Thank you for Subscribing to Life Science Review Weekly Brief
Studies suggest the gene discovery efforts of the Human Genome Project were just the beginning, and the research consortium aims to encourage the scientific community to integrate the data into the major human genome databases.
FREMONT, CA: Thousands of frequently very small open reading frames (ORFs) have been discovered in the human genome in recent years. These are DNA sequence segments that may contain protein-building instructions. Several of the current study's authors have previously discovered and described ORFs in scientific journals. Nonetheless, none of these previously virtually unexplored segments was later included in reference databases. Other sequences have been reported in journals such as Science and Nature Chemical Biology, but they have remained largely out of reach for most members of the scientific community, despite evidence that they produce RNA molecules that bind to ribosomes, the cell's protein factories. Protein-coding regions in genes have traditionally been identified by comparing DNA sequences from different species: the most important coding regions have been preserved throughout animal evolution. However, there are drawbacks to this method: relatively young coding regions, that is, that arose during the evolution of primates, fall through the cracks and are thus missing from the databases. So the task now is to incorporate the largely ignored ORFs into the largest reference databases, because researchers had to specifically search for them in the literature if they wanted to study them previously.
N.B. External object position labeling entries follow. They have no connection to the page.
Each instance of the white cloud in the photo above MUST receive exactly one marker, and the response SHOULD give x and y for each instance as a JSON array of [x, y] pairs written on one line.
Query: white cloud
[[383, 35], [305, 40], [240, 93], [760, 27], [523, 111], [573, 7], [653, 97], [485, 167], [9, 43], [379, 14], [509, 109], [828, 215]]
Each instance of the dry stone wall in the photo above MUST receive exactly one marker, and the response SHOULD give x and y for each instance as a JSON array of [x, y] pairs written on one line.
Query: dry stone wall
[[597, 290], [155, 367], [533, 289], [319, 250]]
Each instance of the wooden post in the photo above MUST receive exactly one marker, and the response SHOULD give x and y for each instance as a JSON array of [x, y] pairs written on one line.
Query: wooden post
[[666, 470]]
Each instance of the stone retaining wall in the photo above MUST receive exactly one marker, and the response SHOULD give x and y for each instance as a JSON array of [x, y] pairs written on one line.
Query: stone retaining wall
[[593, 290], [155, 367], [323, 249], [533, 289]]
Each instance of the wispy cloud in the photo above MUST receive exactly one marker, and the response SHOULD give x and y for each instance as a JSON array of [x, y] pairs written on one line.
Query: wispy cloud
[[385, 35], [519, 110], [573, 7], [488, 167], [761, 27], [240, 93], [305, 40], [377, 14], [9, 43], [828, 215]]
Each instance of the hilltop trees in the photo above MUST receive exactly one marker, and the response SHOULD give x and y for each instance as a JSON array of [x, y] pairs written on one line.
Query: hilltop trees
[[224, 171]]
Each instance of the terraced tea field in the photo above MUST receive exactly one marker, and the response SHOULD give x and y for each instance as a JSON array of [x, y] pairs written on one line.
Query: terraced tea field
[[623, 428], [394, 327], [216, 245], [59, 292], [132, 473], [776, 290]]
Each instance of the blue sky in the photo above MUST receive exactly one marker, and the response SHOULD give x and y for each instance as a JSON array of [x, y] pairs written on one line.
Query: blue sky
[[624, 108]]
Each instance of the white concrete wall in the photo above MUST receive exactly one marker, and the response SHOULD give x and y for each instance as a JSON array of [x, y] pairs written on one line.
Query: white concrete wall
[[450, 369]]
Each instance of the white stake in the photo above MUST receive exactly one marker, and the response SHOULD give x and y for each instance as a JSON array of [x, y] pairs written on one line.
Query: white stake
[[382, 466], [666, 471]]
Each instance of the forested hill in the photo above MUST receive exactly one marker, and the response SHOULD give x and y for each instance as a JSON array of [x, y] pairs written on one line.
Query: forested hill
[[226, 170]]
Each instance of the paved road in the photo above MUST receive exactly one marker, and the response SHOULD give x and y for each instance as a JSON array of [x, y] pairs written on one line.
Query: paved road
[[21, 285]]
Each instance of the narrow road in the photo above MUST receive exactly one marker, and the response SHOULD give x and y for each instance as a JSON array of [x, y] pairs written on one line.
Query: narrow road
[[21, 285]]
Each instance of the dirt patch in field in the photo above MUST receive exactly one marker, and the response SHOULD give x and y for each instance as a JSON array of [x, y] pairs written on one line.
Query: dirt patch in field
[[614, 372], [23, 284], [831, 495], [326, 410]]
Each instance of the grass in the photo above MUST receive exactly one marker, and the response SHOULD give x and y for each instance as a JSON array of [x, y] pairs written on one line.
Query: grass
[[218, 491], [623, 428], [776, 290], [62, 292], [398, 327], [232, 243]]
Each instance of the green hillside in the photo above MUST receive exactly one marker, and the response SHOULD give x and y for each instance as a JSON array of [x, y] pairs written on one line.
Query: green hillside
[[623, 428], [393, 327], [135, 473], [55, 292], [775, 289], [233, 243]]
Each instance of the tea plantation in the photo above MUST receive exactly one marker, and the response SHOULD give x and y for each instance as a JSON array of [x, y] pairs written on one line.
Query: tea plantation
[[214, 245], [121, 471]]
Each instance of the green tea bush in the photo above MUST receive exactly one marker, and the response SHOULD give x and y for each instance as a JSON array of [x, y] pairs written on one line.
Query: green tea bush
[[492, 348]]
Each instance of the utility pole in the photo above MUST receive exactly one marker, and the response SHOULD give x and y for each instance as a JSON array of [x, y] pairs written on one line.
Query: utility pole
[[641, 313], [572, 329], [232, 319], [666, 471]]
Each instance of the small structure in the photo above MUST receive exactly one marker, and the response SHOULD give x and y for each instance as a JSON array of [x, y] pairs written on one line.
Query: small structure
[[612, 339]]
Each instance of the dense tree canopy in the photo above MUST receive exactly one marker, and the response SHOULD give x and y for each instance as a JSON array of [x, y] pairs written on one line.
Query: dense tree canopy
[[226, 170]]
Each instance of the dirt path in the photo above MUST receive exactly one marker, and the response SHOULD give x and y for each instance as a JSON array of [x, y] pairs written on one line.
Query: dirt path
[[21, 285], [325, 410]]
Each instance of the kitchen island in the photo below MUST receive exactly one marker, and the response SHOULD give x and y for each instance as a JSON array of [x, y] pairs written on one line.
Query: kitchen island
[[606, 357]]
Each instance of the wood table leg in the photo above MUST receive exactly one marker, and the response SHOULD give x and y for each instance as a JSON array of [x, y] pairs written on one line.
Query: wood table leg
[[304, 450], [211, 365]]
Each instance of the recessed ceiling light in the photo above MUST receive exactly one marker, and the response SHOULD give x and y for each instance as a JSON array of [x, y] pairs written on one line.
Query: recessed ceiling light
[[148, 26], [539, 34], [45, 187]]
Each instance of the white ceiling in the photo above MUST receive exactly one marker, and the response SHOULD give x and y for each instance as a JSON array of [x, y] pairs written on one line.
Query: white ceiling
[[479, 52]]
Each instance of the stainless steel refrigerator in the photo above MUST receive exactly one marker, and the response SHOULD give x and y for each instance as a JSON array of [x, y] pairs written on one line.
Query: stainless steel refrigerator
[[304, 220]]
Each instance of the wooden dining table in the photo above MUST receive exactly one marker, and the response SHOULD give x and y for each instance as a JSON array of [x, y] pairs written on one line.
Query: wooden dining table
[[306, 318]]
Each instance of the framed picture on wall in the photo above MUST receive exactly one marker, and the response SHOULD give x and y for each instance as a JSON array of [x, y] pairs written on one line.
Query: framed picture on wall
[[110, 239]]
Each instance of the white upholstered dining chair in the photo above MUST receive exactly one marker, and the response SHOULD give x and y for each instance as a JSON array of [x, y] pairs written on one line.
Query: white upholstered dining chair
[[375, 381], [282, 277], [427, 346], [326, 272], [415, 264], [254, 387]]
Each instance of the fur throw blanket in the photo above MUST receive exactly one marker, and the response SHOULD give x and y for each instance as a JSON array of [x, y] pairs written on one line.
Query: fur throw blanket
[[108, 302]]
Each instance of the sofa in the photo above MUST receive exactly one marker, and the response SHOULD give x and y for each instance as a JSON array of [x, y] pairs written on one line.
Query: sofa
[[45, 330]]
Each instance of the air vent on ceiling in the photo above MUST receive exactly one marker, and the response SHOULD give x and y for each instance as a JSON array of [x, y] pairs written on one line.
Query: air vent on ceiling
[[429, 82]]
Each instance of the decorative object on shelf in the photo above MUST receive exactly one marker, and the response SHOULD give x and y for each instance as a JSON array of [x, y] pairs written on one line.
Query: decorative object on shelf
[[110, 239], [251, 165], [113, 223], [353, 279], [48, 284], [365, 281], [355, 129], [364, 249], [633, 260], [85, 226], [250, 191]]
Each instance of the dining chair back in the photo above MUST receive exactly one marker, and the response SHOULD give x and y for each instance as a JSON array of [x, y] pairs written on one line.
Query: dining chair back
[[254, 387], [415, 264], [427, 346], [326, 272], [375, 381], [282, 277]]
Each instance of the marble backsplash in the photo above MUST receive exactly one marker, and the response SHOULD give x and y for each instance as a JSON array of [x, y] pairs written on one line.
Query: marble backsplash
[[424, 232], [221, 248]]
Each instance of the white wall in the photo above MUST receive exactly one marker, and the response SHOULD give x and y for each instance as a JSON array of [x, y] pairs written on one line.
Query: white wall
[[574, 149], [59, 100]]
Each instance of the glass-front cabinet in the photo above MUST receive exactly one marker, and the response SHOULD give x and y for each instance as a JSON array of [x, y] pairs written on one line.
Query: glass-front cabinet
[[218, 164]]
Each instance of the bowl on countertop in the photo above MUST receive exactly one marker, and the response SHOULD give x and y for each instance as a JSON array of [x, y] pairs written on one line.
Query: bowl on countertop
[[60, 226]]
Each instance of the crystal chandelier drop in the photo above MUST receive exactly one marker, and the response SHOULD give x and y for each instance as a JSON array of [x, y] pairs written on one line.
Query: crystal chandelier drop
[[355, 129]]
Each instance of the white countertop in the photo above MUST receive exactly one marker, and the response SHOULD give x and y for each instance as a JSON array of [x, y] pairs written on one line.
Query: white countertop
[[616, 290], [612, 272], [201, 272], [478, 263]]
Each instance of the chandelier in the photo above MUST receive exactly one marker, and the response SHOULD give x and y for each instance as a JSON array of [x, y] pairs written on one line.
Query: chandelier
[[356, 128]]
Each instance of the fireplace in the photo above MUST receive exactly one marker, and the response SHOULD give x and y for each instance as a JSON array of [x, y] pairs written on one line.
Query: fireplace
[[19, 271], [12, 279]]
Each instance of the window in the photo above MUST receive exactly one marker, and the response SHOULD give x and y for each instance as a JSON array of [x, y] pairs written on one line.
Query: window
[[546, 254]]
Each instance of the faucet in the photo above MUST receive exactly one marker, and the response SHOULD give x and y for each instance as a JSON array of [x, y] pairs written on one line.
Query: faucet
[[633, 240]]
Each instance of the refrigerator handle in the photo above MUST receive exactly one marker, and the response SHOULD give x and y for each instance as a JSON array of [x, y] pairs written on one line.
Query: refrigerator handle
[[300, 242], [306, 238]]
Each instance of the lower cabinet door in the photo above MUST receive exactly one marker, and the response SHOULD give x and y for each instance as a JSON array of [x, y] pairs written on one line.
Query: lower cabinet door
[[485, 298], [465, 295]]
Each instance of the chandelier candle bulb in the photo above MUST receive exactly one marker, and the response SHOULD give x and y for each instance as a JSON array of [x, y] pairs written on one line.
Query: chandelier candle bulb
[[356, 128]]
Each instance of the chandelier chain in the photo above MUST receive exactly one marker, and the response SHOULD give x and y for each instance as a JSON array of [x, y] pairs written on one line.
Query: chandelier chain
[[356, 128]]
The international research team began by gathering data on sequences discovered through ribosome profiling, a technique that determines which part of the messenger RNA (mRNA) the ribosome interacts with. They then compiled the information into a standardised catalogue. This was no easy task because data obtained in a variety of ways from various laboratories cannot simply be combined. The international consortium worked on fundamental questions that define our understanding of the human genome: What exactly is a gene? What exactly is a protein? Are flexible ideas about whether ribosomes always produce a protein or some other type of cellular output required? The group is now calling for the revision of human genome databases used by scientists worldwide. Ensembl-GENCODE is integrating this ORF catalogue into its reference annotation database. Many others, including UniProt, HGNC, PeptideAtlas, and HUPO, will support the approach.
This research marks a huge step forward in understanding the genetic make-up and the total number of proteins in humans It's an experience to be able to provide this new catalogue to the research community. It is too early to say whether all of the unexplored sections of DNA truly represent proteins, but it is seen that something unexplored is happening across the human genome and that the world should pay attention. The scientific community has been largely unaware of these ORFs. This is the point at which they will enter the mainstream of genomic and medical science, an effort that is anticipated will have far-reaching consequences. It is especially remarkable that the majority of these 7,200 ORFs are unique to primates and may represent evolutionary innovations unique to the species. This demonstrates how these elements can provide important clues about what makes us human.